Computernutzerin: Mangelnde Nutzerfreundlichkeit verhindert Datenschutz. (Bild: Justin Sullivan/Getty Image)

Datenschutz: Schutz der Privatsphäre fällt Nutzern schwer

Computernutzerin: Mangelnde Nutzerfreundlichkeit verhindert Datenschutz.
Computernutzerin: Mangelnde Nutzerfreundlichkeit verhindert Datenschutz. (Bild: Justin Sullivan/Getty Image)

Wie einfach ist es, beim Surfen die Privatsphäre zu schützen? Mit dieser Frage haben sich US-Forscher beschäftigt. Sie testeten die Datenschutzeinstellungen unter anderem der Browser Firefox 5 und Internet Explorer 9 und mehrere entsprechende Programme - und fanden heraus, dass diese nicht sehr nutzerfreundlich sind.

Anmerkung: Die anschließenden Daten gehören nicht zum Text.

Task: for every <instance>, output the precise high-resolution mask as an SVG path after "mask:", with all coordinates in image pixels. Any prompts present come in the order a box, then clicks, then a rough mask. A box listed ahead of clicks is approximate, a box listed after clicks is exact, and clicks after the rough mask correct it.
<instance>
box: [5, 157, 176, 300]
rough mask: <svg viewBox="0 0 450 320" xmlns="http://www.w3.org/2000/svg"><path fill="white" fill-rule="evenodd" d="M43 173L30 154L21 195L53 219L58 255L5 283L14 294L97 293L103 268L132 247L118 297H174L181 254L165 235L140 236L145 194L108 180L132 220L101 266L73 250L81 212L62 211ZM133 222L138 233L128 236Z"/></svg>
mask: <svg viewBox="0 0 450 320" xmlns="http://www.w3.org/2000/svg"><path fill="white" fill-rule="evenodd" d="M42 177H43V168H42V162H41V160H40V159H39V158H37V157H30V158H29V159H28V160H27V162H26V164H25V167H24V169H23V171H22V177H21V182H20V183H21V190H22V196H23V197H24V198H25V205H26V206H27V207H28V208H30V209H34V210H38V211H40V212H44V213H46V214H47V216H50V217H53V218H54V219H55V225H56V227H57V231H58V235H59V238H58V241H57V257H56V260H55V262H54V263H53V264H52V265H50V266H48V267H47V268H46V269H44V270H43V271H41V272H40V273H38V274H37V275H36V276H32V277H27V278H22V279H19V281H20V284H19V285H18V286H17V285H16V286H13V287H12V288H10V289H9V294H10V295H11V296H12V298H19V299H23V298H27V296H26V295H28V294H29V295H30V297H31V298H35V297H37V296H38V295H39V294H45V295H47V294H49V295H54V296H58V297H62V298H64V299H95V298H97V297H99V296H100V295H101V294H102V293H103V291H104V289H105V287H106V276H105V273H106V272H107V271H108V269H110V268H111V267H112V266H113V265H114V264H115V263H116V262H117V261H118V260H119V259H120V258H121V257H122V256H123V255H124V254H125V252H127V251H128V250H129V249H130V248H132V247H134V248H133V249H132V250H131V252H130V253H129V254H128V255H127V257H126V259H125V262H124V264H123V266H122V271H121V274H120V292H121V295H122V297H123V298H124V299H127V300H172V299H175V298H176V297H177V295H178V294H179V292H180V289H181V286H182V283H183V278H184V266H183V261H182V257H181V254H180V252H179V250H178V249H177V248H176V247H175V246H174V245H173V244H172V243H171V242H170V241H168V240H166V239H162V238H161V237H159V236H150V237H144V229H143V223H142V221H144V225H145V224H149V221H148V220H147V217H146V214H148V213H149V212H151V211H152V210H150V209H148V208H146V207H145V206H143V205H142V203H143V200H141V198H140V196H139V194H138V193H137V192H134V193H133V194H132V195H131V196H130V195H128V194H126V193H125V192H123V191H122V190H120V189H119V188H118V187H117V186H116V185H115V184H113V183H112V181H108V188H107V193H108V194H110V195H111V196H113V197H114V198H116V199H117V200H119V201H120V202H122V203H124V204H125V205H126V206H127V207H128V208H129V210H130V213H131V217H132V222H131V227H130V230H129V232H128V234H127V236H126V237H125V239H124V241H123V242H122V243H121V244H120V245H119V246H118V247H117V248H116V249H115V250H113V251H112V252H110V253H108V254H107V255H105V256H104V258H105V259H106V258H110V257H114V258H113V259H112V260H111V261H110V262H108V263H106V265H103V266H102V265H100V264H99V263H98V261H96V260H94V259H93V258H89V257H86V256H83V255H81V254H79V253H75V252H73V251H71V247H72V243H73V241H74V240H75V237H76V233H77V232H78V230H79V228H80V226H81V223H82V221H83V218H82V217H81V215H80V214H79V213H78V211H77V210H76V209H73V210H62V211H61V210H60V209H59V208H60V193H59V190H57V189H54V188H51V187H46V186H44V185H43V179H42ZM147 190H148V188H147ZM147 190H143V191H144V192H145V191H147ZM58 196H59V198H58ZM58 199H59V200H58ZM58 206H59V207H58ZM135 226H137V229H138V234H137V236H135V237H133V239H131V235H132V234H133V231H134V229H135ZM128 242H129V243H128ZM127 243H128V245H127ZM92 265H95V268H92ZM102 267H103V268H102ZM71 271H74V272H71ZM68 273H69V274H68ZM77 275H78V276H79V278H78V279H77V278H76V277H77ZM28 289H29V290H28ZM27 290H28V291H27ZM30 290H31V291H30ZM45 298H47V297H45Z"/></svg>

Der Schutz privater Daten ist im Internetzeitalter wichtig, viele Browser bieten entsprechende Einstellungen, um die Privatsphäre zu schützen. Daneben stehen viele Plugins und Programme zur Verfügung, die beispielsweise dafür sorgen, dass Websitebetreiber nicht zu viele Informationen über die Nutzer sammeln. Diese seien aber für die Nutzer häufig zu schwer zu bedienen, kritisieren Lorrie Cranor und ihr Team von der Carnegie-Mellon-Universität (CMU) in Pittsburgh im US-Bundesstaat Pennsylvania.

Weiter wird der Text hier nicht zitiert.